Bestseller: das „BGB“

■ Zur Situation des Buchhandels in den FNL

In der Nähe des Dresdner Kulturpalastes liegt das „Haus der Bücher“, die größte Buchhandlung Dresdens. Über zwei Etagen breitet sich das Angebot aus, das Erdgeschoß gehört der schöngeistigen Literatur, die erste Etage dem Sachbuch. Ratgeber steht an Ratgeber, Reiseführer an Reiseführer — Lösungsangebote für Probleme, die sich noch bis vor kurzem gar nicht stellen konnten. Das „Haus der Bücher“ ist gut besucht, auf beiden Etagen drängeln sich die Menschen vor den Regalwänden.

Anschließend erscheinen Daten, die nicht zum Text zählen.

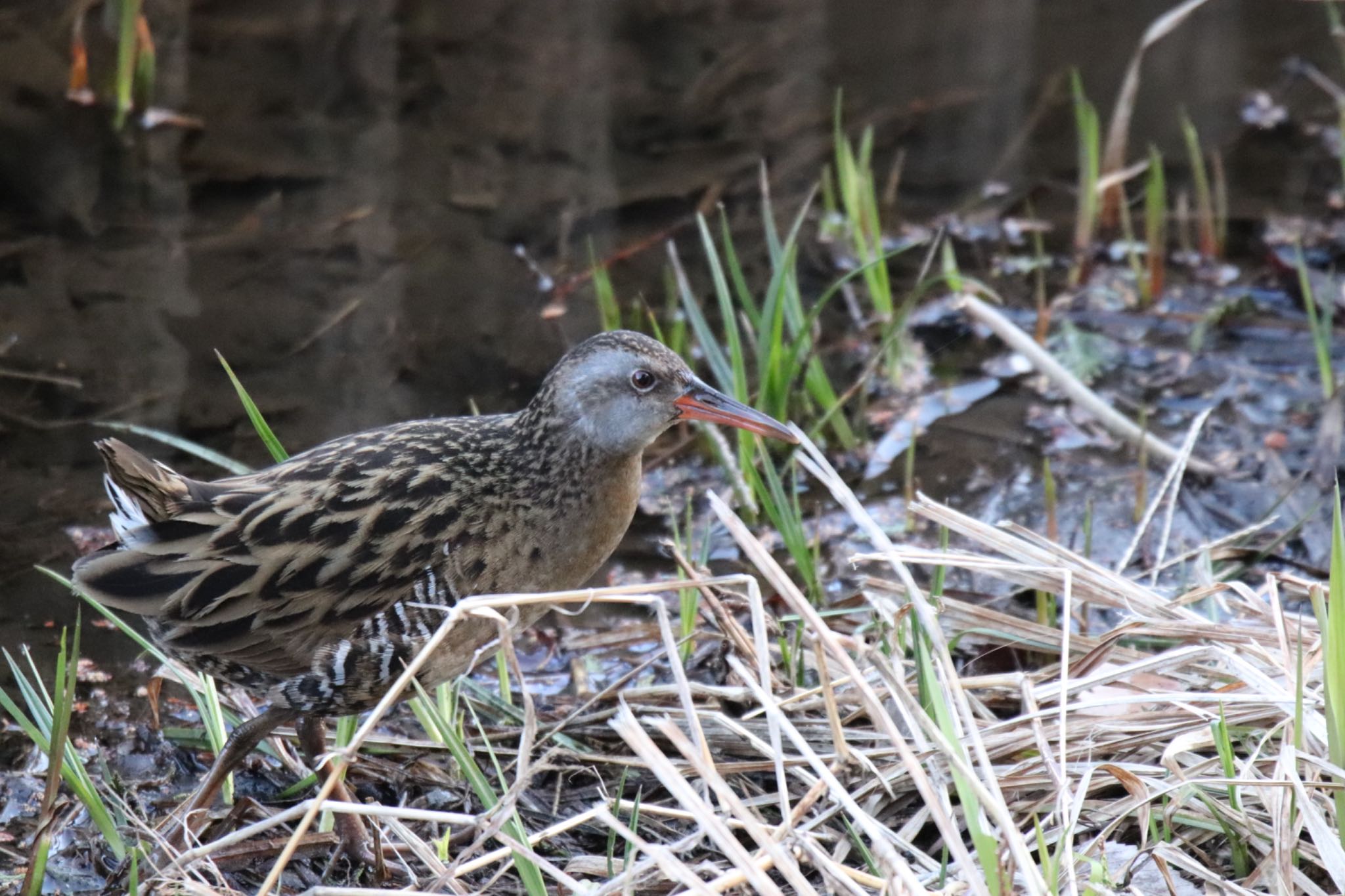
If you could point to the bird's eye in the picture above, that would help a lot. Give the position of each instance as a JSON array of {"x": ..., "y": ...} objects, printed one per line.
[{"x": 643, "y": 381}]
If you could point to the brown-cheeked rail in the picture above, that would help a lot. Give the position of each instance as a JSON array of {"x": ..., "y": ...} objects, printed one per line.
[{"x": 299, "y": 582}]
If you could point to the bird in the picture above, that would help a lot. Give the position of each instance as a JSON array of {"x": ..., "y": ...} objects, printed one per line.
[{"x": 313, "y": 582}]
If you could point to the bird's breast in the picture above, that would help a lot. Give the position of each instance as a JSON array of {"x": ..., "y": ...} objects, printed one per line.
[{"x": 557, "y": 539}]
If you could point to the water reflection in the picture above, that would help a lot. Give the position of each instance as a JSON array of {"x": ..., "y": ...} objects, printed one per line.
[{"x": 343, "y": 227}]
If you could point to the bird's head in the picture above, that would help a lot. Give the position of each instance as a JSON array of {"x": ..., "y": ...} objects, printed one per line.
[{"x": 622, "y": 390}]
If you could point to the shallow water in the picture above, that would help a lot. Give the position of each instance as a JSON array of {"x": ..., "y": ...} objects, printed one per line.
[{"x": 343, "y": 228}]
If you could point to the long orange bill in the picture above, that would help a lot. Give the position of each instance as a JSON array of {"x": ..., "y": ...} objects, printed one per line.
[{"x": 701, "y": 402}]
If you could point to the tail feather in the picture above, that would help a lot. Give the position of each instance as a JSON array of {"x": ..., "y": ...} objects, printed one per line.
[{"x": 142, "y": 490}]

Das „Haus der Bücher“ gehörte bis zur politischen Wende in der damals noch existierenden DDR fest zum straff organisierten Medienverbund der SED. Den 43 VEB-Verlagen der DDR und 22 Verlagshäusern, die staatlichen Organisationen wie dem FDGB oder der FDJ gehörten, standen 22 offiziell private Verlage gegenüber. Ihre über die Zuteilung von Druck- oder Papierkapazitäten gelenkte Buchproduktion fand über die Zentralauslieferung des Leipziger Kommissions- und Großbuchhandels (LKG) und ein mehr oder minder undurchsichtiges Quotierungssystem den Weg in die 750 Volksbuchhandlungen und rund 400 privaten Buchläden in den 15 Bezirken. Noch 1989 produzierten die Verlage der DDR 6.500 neue Titel in einer Gesamtauflage von 150 Millionen Exemplaren. Weil vieles davon aber gar nicht erst in den Handel kam, sondern nach Anzeige im „Vorankündigungsdienst für den Buchhandel“ oftmals schon vor Erscheinen als vergriffen gemeldet wurde, waren nur rund 20.000 Titel ständig lieferbar.

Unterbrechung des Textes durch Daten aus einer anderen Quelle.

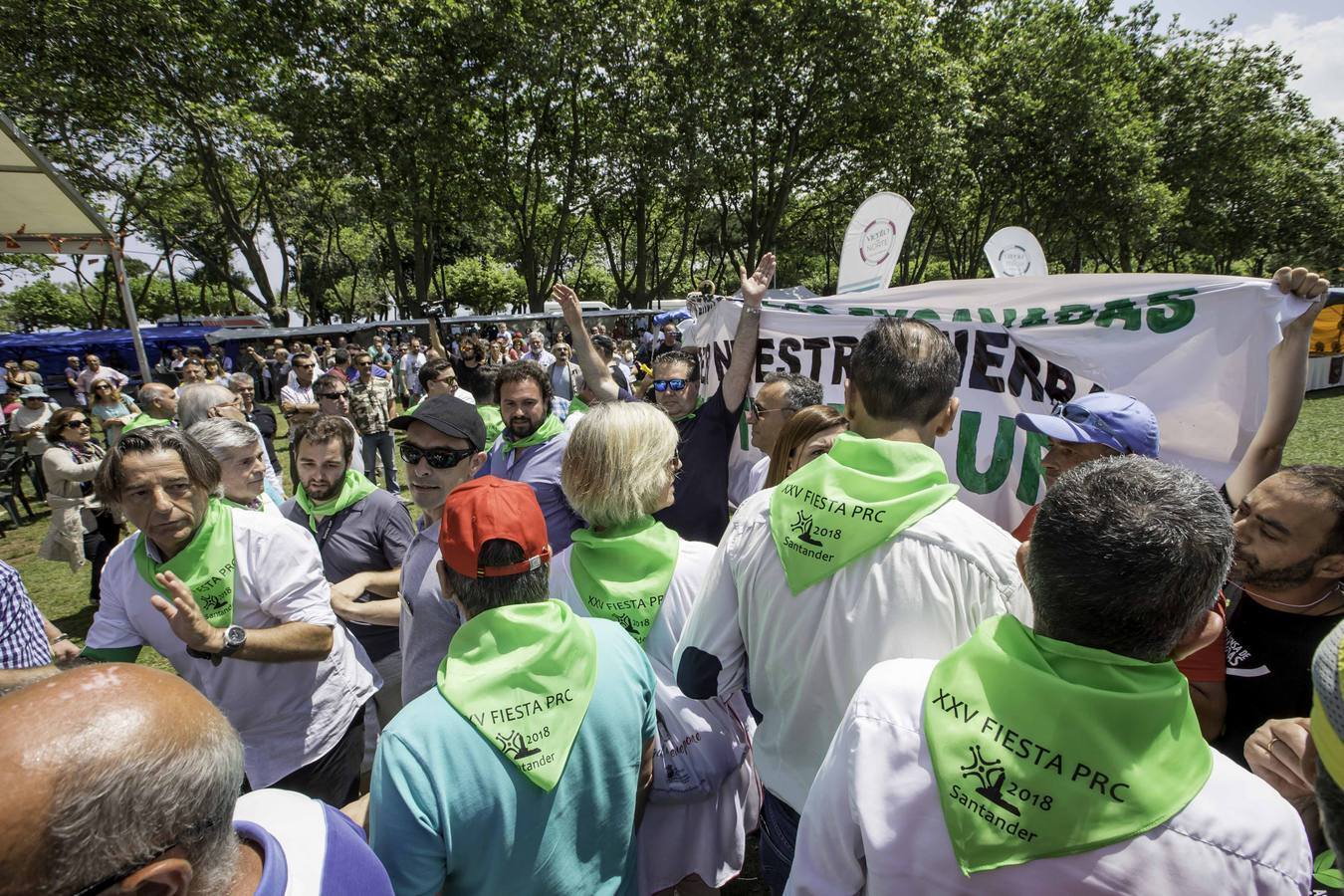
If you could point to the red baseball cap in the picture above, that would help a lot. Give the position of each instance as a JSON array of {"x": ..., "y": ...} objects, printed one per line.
[{"x": 492, "y": 508}]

Was am westdeutschen Büchermarkt lieferbar ist, kann heute auch in jeder Buchhandlung der neuen Länder entweder direkt gekauft oder mit kürzester Lieferfrist bestellt werden. Sämtliche Volksbuchhandlungen in Dresden hat die Regensburger Thurn-und-Taxis-Gruppe übernommen, die sich bisher vor allem im Bierbrauen profiliert hatte; einen Mehrheitsanteil von 51 Prozent an den Ostberliner Buchläden hält der Bonner Großbuchhändler Grundmann. Die Börsenvereine der ehemals zwei deutschen Staaten kündigten ihre Fusion als einer der ersten großen Verbände an, um Preisbindungsrecht und Abrechnungsmodalitäten zu vereinheitlichen.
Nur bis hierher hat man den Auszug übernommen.